The concept of buying low and selling high is one of the most basic principles of making money in the stockmarket. Apart from harvesting dividends, it is the only way.
Investors in IPOs grasp the idea: they are adept at haggling issuers down to get the stock priced as cheaply as possible.
But as soon as the IPO begins to trade, investors seem to forget the principle altogether.
When a company goes public and trades down 5% in the immediate aftermarket, that makes the stock cheaper, and ought to make it more attractive.
But all too often, what happens is the opposite. Newly floated companies that dip in trading in their the first few days often become “orphan stocks”. They get abandoned, and a 5% dip quickly turns into a 15% slump.
This does not happen just with IPOs whose bookbuilds were weak. Deals like that often get pulled, or they are reduced in size or cheapened to get them done.
An IPO can appear to go extremely well, with a popular bookbuild, demand covering the deal several times throughout the price range, and be priced at a level investors see as sensible and attractive. Yet the first prices in the aftermarket are red, and then the stock keeps tumbling.
A company that has freshly floated is more vulnerable to technical breaks in investor behaviour, rather than company fundamentals, than it will ever be.
This is one of the reasons why the greenshoe option exists as a price stabilisation technique.
Slipping up
Douglas, the German cosmetics retailer, priced its €889m IPO in March after tightening its price range towards the bottom of the range. The deal was priced at €26, the bottom of the range.
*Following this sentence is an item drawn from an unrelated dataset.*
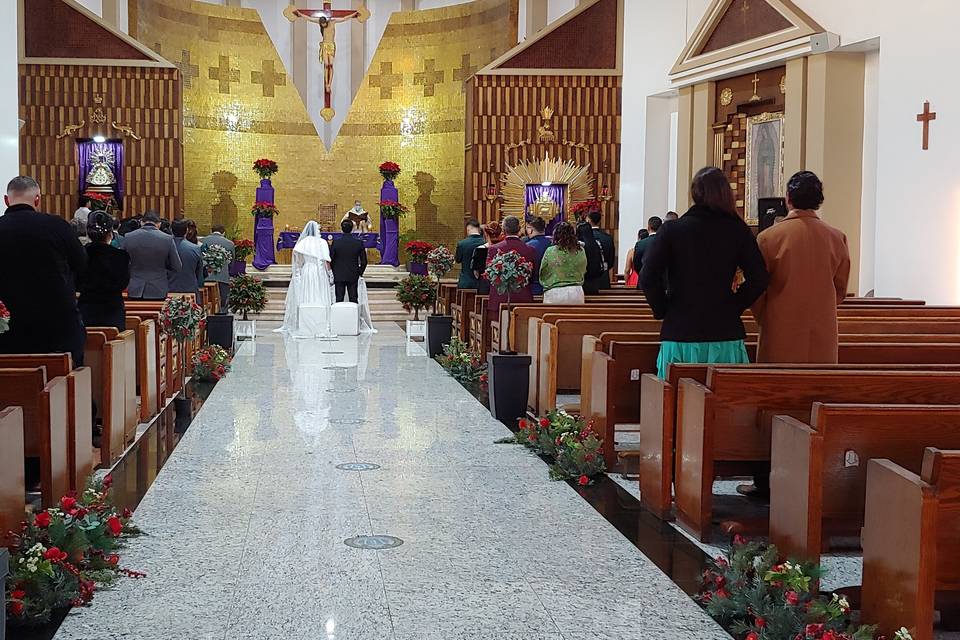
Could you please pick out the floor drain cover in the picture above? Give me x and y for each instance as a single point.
(358, 466)
(373, 542)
During the bookbuild, all the investors that engaged in the process generally acknowledged that the price range was reasonably attractive, said a banker close to the deal.
So when the shares slipped 7% from their offer price in the early morning of their market debut on March 21, you would think that, since they were now a few percentage points cheaper, they would look that much more appealing to the investors who suggested €26 in the first place.
But as of Tuesday afternoon, the shares were at €21, down 19%.
Investors do not see an IPO that trades down as a buying opportunity. This is odd behaviour, compared with how any investor would trade established companies in the stockmarket.
When trading begins, IPO investors' mentality shifts from seeking a bargain to avoiding a risk.
Regardless of how cheap the stock is relative to other comparable listed companies, an investor in an IPO that has dipped on the first day of trading does not want to be the first person who steps in to buy it, in case there is a crowd of other investors starting to sell.
The $370m London IPO of Air Astana in February suffered a similar fate. The sale was so much oversubscribed it was increased by 20%. But by 11.45am on its first day of trading in February, the global depositary receipts had fallen 4.7%. On Tuesday this week, they closed at $7.95, 16% below the IPO price.
The £290m London flotation of CAB Payments, which famously fell 80% in the first three months after its market debut, also tripped up on entry. The shares fell 9.7% on their first morning. The worst damage came when it issued a profit warning at its maiden results in October. It has slightly recovered since and is trading down 54% from the IPO price.
Deep hole to climb out of
The point is not that this always happens. It is that if an IPO breaks below its offer price, much more often than seems justified, it will take months rather than days to recover, if it ever does.
A mild example was the €600m IPO of Lottomatica last May. It was priced at the bottom of its range and plunged 11% on the first day of trading. Two months later, the price recovered to the flotation price of €9. Since then it has behaved normally, and is now at €10.50.
Things can go wrong the other way, too. Thyssenkrupp Nucera, the German producer of electrolysis equipment, traded up 9% on its first day of trading in Frankfurt last July, but since then it has been downhill nearly all the way, and the company has halved in value.
Equity capital markets bankers often say the IPO product works as long as there is a match between buyers' and sellers' expectations. But this is only true for IPOs to get over the line.
After that, ironically, IPOs can only work in the aftermarket and in the long term when buyers are willing to buy at prices more expensive than the seller had accepted, by buying the stock higher and higher.
The unreliability of early trading is a big problem for IPOs. A weak start can define the rest of the stock’s life, sometimes regardless of fundamentals. One hint of doubt can create a self-fulfilling slippery slope, depriving the company of the chance to shine.
That fragility undermines the entire purpose of IPOs: to generate capital for growing companies.
At a time when European ECM specialists are fretting that their markets are being whittled away by private equity buyouts and emigration to NYSE and Nasdaq, the riskiness of an IPO also does not help to attract new companies to float.
Of course a newly listed company will have fewer fundamental followers than one that has been in the market for years.
But that means its friends and believers need to look after it until it is fully fledged.
Only investors can remedy this problem. They need to see the bigger opportunity the IPO market offers them, and take advantage.
Or, of course, they can carry on running away from bargains, and not daring to buy low, sell high. It’s not like the entire stockmarket revolves around that or anything.